Она удивленно подняла бровь, но я переменил тему. Я протянул ей прошение об отставке.
— Мне бы хотелось, чтобы, ты забрала это и уничтожила или припрятала для других времен.
— Мне кажется, сейчас самое время, — медленно проговорила она.
— Нашла хорошую работу?
— Пока нет. — Она нахмурилась, не желая распространяться дальше. Затем решила все объяснить. — После того что произошло между нами, — она запнулась, — или, вернее, того, что не произошло, мне очень неловко продолжать здесь работать.
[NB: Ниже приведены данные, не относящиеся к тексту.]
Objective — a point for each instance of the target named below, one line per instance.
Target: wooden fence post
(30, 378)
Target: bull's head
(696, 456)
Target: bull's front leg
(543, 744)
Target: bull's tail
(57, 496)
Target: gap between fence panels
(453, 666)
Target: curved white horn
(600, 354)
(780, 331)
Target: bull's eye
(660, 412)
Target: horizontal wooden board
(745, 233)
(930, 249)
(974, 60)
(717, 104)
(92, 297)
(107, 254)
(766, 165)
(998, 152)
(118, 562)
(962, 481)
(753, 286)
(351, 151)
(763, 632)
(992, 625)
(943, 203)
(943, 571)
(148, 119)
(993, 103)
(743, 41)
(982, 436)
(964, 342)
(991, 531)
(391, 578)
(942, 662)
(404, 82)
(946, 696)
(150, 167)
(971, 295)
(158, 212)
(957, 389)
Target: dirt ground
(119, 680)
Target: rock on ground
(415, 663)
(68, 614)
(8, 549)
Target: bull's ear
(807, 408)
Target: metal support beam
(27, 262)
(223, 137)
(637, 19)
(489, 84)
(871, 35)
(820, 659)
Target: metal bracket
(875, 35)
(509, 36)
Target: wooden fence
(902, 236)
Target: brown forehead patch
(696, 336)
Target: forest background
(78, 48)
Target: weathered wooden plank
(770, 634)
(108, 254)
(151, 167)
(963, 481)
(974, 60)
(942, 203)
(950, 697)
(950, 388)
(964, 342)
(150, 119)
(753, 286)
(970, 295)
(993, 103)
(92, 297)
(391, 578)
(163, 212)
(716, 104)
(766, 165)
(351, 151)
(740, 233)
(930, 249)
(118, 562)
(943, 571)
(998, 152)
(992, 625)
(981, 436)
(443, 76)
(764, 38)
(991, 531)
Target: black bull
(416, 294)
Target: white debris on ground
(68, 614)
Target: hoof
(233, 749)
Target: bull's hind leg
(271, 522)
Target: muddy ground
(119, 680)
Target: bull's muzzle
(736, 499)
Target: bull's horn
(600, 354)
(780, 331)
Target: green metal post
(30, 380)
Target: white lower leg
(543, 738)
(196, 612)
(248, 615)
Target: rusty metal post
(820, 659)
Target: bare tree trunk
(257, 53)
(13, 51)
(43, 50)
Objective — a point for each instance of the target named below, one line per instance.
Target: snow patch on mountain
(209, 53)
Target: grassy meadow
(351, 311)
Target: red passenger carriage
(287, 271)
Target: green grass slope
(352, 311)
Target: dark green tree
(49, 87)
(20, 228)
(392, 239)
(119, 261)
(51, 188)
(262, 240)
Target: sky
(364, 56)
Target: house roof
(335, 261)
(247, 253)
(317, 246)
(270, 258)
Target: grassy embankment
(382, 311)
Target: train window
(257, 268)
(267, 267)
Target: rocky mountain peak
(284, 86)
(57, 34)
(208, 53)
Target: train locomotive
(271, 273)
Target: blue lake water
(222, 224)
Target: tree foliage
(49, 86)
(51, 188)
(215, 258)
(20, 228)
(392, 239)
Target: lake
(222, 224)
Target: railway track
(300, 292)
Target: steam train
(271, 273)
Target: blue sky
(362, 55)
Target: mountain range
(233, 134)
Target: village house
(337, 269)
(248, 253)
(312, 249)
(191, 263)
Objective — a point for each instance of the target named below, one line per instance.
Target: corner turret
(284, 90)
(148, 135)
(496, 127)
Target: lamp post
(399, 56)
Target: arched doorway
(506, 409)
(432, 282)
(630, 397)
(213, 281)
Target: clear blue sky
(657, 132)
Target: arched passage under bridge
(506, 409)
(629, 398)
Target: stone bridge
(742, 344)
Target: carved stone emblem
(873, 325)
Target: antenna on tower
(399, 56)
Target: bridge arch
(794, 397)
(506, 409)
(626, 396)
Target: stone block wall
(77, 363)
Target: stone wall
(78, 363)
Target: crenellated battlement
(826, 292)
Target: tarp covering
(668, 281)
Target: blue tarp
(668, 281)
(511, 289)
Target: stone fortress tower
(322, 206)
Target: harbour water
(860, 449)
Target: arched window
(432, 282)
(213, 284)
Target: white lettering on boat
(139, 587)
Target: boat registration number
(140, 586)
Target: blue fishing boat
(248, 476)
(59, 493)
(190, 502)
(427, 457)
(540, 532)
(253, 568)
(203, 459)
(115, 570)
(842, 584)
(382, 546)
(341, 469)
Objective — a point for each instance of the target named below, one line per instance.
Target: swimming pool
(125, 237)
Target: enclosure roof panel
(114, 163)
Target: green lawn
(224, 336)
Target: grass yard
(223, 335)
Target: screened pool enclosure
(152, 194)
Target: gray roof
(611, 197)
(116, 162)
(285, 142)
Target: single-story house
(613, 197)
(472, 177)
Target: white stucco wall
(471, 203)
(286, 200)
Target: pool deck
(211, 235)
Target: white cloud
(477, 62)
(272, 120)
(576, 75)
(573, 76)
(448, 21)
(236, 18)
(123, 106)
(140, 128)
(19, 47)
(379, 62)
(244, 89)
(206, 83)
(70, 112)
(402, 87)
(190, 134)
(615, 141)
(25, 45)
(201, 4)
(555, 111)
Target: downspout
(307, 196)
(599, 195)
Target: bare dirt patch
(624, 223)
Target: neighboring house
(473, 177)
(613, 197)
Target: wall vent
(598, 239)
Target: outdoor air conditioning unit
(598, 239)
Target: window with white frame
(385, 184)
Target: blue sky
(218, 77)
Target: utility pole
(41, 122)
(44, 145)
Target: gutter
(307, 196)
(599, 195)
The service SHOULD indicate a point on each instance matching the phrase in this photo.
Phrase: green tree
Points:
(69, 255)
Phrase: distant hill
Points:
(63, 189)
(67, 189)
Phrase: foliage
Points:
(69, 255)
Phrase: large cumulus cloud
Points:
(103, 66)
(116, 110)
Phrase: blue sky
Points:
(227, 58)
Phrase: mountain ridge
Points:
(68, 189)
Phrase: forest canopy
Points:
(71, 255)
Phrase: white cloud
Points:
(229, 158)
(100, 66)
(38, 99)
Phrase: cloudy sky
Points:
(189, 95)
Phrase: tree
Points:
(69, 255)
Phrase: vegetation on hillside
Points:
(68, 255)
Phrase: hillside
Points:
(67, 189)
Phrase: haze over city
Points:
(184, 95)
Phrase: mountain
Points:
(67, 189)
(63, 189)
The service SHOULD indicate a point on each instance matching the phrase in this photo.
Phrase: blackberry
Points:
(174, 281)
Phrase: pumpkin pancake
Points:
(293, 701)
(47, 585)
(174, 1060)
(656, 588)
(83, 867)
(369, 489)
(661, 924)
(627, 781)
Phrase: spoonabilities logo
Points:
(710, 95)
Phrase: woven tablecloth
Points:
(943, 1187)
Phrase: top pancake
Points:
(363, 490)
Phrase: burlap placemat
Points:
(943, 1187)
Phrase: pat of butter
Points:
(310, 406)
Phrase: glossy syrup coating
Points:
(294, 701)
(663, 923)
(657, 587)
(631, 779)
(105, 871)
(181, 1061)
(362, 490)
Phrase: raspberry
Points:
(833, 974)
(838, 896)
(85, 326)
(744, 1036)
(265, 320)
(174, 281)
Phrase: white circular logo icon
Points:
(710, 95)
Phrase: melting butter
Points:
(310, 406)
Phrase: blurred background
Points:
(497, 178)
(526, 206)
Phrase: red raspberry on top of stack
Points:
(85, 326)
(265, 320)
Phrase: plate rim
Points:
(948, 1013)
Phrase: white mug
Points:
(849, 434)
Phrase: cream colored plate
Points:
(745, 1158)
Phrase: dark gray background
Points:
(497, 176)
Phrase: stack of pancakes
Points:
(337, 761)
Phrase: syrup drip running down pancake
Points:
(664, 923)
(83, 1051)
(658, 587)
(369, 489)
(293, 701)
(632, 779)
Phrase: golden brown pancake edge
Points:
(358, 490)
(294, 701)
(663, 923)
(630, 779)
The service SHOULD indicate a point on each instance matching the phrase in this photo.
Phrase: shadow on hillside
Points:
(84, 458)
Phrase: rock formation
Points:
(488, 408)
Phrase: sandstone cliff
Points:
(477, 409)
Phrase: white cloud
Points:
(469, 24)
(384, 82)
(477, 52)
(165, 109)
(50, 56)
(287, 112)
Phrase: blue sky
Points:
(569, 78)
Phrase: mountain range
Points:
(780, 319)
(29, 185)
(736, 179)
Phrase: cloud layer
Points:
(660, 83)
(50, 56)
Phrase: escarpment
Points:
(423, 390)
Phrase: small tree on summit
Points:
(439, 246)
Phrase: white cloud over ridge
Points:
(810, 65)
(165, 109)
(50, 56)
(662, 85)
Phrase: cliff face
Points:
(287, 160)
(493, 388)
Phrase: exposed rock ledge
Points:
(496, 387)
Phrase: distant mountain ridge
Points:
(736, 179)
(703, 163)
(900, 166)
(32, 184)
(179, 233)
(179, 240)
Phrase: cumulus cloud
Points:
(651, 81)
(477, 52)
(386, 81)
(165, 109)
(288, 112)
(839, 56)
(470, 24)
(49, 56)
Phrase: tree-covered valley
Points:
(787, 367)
Нам обоим будет неловко.
— Ошибаешься.
Она не дала себя сбить.
— Мне кажется, ты думаешь, что я прилагала усилия, чтобы достичь преимущества, когда у меня была возможность.
Я покачал головой.
— Я так не думаю. — Я кивнул на ее заявление. — Доказательство — твоя просьба об отставке.
Бекки хотела что-то добавить, но сдержалась.
— Может, я такая хитрая.
— Если это так, я хочу, чтобы ты была на моей стороне. Бекки, моя победа на выборах — первый выстрел в этой войне. Все может обернуться непредсказуемо. Мне следует быть осторожным и окружить себя людьми, которым я полностью доверяю.
Она вскинула брови.
— И это я?
— Это ты.
Подумав, она решительно взяла бумагу, прочла ее и разорвала надвое. Она взглянула на меня и потупила взгляд. Она была счастлива и не хотела, чтобы я видел это, или, возможно, не позволяла себе радоваться.
— Сентиментальная дура, — заключила она.